One Flew Over The Cuckoo's Nest (Einer flog über das Kuckucksnest) ~ USA 1975
Directed By: Miloš Forman

Um seine Haftstrafe wegen angeblicher Verführung einer Minderjährigen etwas abwechslungsreicher zu gestalten, spielt der Nonkonfirmist R.P. "Mac" McMurphy (Jack Nicholson) den Irren und landet in einer geschlossenen Psychiatrie. Den institutionalisierten Alltag seiner Mit-"Patienten" bläst er durch seine freche Art heftig durcheinander und rasch ist er der Stationsoberschwester Ratched (Louise Fletcher) ein gewaltiger Dorn im Auge. Als Macs unerwünschte Eskapaden zunächst in einem kurzerhand organisierten, ungenehmigten Angelausflug der Patienten und kurz darauf in einer Auseinandersetzung mit dem Pflegepersonal gipfeln, lernt der rebellische Insasse die ganze Unbarmherzigkeit des ihn festhaltenden Systems in Form einer Elektroschocktherapie kennen. Infolge des anschließenden Gesprächs beschließt man, Mac auf unbestimmte Zeit hierzubehalten. Die mit seinem Seelenverwandten, dem Indianer Bromden (Will Sampson) geplante Flucht gipfelt in einer nächtlichen Sauforgie mit zwei Huren.

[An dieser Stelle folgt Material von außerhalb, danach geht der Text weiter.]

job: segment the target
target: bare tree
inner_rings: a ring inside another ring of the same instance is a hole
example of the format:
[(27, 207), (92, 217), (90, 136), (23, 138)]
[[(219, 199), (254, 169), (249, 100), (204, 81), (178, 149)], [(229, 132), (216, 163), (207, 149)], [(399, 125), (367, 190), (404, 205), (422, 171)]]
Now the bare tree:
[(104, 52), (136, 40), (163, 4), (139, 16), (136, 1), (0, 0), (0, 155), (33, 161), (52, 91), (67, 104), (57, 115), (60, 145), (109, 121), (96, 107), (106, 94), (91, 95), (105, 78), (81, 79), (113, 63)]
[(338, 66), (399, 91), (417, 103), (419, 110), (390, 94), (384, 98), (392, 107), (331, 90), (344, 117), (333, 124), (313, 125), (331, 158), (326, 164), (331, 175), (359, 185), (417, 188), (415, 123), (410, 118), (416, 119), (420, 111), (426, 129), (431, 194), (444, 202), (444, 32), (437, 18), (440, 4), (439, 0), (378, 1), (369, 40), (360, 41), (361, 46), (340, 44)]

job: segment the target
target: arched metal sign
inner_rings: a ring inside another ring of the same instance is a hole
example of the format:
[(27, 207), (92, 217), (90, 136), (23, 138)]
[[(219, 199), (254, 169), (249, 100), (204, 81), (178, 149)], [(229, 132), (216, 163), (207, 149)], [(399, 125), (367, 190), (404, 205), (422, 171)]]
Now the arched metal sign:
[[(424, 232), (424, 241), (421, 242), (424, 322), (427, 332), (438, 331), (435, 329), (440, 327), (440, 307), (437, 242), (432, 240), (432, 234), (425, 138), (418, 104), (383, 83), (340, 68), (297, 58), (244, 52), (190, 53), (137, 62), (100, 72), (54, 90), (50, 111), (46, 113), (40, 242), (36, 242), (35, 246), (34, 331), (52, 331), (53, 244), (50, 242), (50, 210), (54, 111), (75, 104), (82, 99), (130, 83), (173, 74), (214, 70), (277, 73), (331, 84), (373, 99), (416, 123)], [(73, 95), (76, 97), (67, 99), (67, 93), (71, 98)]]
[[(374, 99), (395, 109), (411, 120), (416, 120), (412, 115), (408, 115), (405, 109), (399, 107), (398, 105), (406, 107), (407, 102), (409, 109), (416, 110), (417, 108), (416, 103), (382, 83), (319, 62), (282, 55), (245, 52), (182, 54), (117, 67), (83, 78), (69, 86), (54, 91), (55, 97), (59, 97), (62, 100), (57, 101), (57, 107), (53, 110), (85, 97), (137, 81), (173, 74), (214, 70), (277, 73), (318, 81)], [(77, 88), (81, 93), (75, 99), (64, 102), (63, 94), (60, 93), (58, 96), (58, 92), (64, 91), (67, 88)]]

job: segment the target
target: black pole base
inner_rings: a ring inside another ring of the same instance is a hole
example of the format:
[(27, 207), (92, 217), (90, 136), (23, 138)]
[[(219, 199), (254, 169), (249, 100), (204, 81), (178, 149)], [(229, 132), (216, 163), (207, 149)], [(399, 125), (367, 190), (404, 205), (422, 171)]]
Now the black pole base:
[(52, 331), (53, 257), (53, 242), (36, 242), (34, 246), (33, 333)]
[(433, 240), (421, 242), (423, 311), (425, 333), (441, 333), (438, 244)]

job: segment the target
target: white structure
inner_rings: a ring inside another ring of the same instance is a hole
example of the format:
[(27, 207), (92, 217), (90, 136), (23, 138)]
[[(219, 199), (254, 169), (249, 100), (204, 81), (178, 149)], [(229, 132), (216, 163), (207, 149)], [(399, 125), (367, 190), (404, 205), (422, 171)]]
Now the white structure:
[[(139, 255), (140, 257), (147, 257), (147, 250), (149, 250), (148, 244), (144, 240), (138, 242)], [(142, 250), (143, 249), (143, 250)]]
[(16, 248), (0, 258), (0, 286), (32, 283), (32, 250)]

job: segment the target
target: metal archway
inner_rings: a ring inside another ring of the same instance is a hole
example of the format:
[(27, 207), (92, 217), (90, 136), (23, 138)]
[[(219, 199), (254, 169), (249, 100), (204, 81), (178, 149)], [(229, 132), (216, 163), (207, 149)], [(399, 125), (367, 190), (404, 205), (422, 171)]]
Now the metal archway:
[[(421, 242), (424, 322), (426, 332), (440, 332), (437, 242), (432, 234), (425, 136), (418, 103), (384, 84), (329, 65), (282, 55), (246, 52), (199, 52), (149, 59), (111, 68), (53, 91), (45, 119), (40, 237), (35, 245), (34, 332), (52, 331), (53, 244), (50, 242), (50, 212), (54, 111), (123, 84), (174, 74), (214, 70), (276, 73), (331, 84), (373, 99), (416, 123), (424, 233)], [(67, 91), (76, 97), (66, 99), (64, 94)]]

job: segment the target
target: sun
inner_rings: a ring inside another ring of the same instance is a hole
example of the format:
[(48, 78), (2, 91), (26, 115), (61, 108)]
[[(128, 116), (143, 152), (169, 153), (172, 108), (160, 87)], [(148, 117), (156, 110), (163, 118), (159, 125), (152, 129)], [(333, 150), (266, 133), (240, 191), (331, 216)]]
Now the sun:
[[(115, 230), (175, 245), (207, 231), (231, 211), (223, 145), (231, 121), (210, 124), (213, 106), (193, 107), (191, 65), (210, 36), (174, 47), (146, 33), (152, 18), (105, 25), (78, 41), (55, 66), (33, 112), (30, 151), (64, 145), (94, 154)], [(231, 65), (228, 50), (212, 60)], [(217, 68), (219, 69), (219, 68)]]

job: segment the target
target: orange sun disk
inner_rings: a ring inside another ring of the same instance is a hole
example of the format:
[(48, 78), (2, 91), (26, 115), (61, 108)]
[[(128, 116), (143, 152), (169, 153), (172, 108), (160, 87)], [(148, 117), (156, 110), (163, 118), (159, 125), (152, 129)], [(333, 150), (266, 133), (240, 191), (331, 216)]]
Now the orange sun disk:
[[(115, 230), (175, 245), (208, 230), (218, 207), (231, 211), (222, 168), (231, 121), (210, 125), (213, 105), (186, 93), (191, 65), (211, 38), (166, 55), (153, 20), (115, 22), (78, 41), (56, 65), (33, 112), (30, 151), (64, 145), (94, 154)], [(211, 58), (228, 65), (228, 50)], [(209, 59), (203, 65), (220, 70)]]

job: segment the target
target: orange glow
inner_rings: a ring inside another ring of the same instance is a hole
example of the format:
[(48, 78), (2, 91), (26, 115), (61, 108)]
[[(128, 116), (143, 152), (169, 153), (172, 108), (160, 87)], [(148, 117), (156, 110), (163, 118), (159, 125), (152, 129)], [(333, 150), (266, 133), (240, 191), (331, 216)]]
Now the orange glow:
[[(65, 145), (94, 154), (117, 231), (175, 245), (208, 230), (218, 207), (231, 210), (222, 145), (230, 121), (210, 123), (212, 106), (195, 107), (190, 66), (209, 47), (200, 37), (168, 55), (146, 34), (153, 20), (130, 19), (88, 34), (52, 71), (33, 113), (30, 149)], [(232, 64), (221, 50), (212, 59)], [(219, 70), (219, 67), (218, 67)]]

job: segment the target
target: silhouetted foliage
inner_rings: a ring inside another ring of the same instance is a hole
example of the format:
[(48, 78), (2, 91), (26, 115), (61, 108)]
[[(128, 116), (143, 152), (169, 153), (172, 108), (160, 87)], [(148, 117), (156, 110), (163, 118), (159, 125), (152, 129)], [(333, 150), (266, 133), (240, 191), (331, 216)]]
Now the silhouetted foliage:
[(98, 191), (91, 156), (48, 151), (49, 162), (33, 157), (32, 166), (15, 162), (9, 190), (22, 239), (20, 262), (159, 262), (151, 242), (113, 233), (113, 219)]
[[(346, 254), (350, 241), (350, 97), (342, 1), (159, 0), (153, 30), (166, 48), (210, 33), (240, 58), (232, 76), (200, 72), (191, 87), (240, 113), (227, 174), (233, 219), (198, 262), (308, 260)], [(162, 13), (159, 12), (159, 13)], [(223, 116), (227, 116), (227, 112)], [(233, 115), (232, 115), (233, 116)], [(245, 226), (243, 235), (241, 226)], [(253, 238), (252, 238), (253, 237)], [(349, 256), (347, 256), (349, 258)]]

Am nächsten Morgen treibt die rachsüchtige Schwester Ratched den unter einem schweren Ödipuskomlex leidenden Billy (Brad Dourif) in einen urplötzlich vollzogenen Suizid, woraufhin Mac sie beinahe erwürgt. Beim nächsten Mal als Bromden seinen Freund Mac sieht, muss er entsetzt feststellen, dass man diesen einer Lobotomie unterzogen hat...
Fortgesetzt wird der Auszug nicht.